Question:- The sides of a triangle are in G.P. and it's largest angle is twice the smallest one. Prove that the common ratio of the G.P. lies in the interval $(1,\sqrt{2})$
Attempt at a solution:-
First of all, I calculated the range of the values of the common ratio $r$ of the G.P. by solving the following three inequalities simultaneously:-
$$ar^2+ar\gt a \\$$ $$ar^2+a \gt ar \\$$ $$a+ar\gt ar^2 \\$$
The range of the common ratio comes out to be $$r \in \left[ \dfrac{-1+\sqrt{5}}{2},\dfrac{1+\sqrt{5}}{2} \right]$$
And as stated in the question $\angle A= \angle B$
So, by using the sine rule, $$\dfrac{ar^2}{sin2B}=\dfrac{ar}{sin3B}=\dfrac{a}{sinB}$$
And, also taking the help of the cosine law, I arrived at $$\cos^2B(4r)-2\cos B-r=0$$ Then, as $D \ge 0$ for the solutions of $\cos B$ to be real. We get the codition $4+16r^2 \gt 0$, which is always true. So, I tried bounding the roots of the quadratic of $\cos B$.
Getting Stuck:-
I think that's where I am getting stuck, or if you could provide me with any other path for arriving at the, solution.
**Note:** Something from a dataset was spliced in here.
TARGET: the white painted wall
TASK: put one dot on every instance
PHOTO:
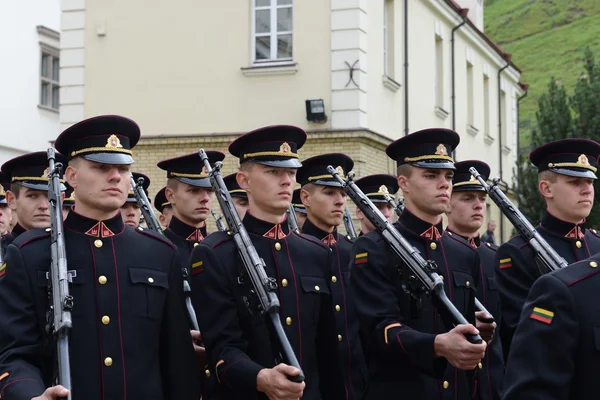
(24, 127)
Now, as you said, $ar^2$ is opposite a bigger angle than $a$, so: $$ar^2 > a \implies r^2 > 1 \implies r > 1$$
Note that since the triangle has the angle $2B$, we know that $2B < 180^\circ$, or that $B < 90^\circ$, so $0 < \cos B < 1$.
By Law of Sines, we have: $$\frac{ar^2}{\sin 2B}=\frac{a}{\sin B}$$ Divide both sides by $a$: $$\frac{r^2}{\sin 2B}=\frac{1}{\sin B}$$ Take cross-product: $$r^2\sin B=\sin 2B$$ Use the double-angle identity: $$r^2\sin B=2\sin B\cos B$$ Divide both sides by $2\sin B$: $$\frac{r^2}{2}=\cos B$$ We can combine this with $0 < \cos B < 1$. What do we get from this inequality?
I'll let you take it from here. Good luck!